Chapman desafiava classificações. Era meio andrógina, com seu cabelo black curtinho, se vestia com simplicidade, tinha voz de contralto e tocava violão folk, diferindo drasticamente das demais cantoras negras na trilha, com seus looks de grife e produção de ponta, em hits feitos para dançar ou namorar. Verdade que "Baby..." era uma música romântica, e não era a única do tipo no epônimo disco de estreia de Tracy, mas quem fosse a uma loja comprá-lo, na esperança de ouvi-la falar de amor da primeira à última faixa, tinha boas chances de se decepcionar - com mente aberta e ouvidos dispostos, porém, ficava claro que ela tinha muito a dizer.

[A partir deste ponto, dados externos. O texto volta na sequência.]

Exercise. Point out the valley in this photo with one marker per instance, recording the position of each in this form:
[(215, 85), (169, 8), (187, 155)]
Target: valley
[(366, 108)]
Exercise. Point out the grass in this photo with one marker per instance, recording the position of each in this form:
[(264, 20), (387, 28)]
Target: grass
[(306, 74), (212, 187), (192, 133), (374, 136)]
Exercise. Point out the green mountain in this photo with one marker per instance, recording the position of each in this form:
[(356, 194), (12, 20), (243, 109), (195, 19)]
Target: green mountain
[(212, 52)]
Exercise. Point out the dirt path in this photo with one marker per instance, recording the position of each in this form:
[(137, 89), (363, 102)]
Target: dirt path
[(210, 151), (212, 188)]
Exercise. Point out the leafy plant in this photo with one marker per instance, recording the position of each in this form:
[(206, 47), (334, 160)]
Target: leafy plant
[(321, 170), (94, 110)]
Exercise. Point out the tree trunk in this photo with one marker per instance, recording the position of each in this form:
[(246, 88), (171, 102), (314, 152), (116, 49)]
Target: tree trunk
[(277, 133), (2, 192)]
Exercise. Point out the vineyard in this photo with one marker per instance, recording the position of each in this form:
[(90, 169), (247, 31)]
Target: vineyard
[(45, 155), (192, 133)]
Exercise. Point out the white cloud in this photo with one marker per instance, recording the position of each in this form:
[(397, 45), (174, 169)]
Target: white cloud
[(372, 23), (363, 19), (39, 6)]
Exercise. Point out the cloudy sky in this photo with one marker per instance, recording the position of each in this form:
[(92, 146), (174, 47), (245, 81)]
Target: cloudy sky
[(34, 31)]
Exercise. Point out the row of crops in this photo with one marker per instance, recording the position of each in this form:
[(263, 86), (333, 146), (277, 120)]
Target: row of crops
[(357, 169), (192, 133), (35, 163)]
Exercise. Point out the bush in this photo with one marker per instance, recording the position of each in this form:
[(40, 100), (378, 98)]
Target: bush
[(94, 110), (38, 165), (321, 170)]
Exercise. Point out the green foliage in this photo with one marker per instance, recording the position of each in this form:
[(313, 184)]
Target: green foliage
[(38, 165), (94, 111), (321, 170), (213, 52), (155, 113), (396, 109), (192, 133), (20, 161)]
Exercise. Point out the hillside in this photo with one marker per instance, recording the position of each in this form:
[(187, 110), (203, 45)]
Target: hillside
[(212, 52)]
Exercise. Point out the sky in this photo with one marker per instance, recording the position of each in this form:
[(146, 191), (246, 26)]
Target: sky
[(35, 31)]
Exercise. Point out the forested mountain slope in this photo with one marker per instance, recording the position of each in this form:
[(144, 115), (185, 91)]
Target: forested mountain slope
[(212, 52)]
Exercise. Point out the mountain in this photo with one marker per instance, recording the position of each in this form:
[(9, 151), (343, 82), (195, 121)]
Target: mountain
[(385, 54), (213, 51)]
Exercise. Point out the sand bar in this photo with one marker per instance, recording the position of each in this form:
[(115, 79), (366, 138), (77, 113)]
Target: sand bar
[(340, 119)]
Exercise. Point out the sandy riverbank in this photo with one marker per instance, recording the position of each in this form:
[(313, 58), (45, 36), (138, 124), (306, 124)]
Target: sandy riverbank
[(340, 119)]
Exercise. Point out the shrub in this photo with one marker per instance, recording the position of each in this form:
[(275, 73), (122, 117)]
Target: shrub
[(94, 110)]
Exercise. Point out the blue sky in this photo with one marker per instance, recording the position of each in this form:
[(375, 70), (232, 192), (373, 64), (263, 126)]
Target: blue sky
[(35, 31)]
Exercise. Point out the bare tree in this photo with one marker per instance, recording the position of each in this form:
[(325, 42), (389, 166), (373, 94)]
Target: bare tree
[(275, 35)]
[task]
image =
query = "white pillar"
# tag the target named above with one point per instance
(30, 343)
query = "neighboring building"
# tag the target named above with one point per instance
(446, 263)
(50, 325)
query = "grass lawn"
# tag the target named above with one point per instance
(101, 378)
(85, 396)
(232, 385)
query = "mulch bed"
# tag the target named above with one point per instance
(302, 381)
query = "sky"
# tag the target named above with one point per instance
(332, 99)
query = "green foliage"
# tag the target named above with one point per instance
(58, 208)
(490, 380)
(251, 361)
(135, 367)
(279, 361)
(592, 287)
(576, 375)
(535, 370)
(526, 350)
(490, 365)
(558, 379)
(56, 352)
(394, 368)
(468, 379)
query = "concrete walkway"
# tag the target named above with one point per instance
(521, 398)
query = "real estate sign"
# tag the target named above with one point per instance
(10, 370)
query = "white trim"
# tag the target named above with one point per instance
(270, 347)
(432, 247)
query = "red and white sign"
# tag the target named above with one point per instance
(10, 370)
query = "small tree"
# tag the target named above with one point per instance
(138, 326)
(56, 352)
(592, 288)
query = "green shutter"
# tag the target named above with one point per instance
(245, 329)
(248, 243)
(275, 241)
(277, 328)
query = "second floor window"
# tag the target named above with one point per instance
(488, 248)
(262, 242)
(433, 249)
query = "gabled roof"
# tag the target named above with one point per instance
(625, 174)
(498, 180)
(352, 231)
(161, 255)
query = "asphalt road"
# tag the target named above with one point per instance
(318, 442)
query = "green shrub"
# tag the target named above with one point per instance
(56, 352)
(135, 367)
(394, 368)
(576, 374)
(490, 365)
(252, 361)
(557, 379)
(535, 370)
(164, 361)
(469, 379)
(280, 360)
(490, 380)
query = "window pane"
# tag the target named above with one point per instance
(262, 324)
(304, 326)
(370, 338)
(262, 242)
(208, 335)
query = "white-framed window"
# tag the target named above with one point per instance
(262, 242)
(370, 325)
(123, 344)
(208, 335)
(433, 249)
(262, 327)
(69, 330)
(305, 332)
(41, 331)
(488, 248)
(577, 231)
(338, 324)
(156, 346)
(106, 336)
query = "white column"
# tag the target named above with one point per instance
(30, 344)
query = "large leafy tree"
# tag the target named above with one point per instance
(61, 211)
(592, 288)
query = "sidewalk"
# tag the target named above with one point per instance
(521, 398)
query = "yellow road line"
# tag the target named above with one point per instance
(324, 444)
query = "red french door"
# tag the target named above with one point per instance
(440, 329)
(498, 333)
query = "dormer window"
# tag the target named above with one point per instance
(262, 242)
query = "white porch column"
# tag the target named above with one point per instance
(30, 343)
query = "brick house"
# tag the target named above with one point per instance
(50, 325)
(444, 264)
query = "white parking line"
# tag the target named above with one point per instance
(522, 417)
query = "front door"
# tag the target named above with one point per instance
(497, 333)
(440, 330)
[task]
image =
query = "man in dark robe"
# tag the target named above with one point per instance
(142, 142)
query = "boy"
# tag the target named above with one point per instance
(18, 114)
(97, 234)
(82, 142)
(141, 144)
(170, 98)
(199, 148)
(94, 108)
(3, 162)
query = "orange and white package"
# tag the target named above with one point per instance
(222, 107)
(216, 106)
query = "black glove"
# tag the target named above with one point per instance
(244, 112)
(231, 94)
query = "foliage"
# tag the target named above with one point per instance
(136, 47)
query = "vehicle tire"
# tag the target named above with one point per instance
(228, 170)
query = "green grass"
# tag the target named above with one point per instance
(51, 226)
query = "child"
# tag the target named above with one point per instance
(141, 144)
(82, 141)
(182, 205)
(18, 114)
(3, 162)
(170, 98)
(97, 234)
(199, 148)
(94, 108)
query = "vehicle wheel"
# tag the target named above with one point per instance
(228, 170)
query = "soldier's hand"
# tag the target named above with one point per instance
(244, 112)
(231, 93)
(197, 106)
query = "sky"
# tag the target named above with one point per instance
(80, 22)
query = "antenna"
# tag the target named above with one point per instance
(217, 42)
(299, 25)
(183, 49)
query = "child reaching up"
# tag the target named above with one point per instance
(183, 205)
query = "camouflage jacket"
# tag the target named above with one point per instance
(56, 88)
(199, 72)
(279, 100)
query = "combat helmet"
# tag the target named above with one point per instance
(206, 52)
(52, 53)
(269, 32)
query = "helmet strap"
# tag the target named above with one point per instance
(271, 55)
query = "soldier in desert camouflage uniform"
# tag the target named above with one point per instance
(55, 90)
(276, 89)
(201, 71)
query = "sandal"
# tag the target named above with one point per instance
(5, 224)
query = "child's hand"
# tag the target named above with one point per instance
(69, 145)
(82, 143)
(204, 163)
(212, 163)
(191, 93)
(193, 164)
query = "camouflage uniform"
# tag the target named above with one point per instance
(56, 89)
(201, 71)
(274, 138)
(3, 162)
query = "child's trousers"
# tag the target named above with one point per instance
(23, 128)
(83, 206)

A primeira faixa, "Talkin' 'Bout a Revolution", já era uma carta de intenções: Tracy alertando aos donos do poder que o povo estava esperto e prestando atenção à péssima qualidade de vida que sobrava aos que sonhavam "errado" o sonho americano (os 99% que não ficavam milionários antes dos 30 anos, para quem a vida era uma luta diária). "Finalmente, as mesas estão começando a virar", ela dizia, quase ingenuamente - mas, pensando bem, não dá para ser idealista ou sonhador sem ser um pouco ingênuo, também.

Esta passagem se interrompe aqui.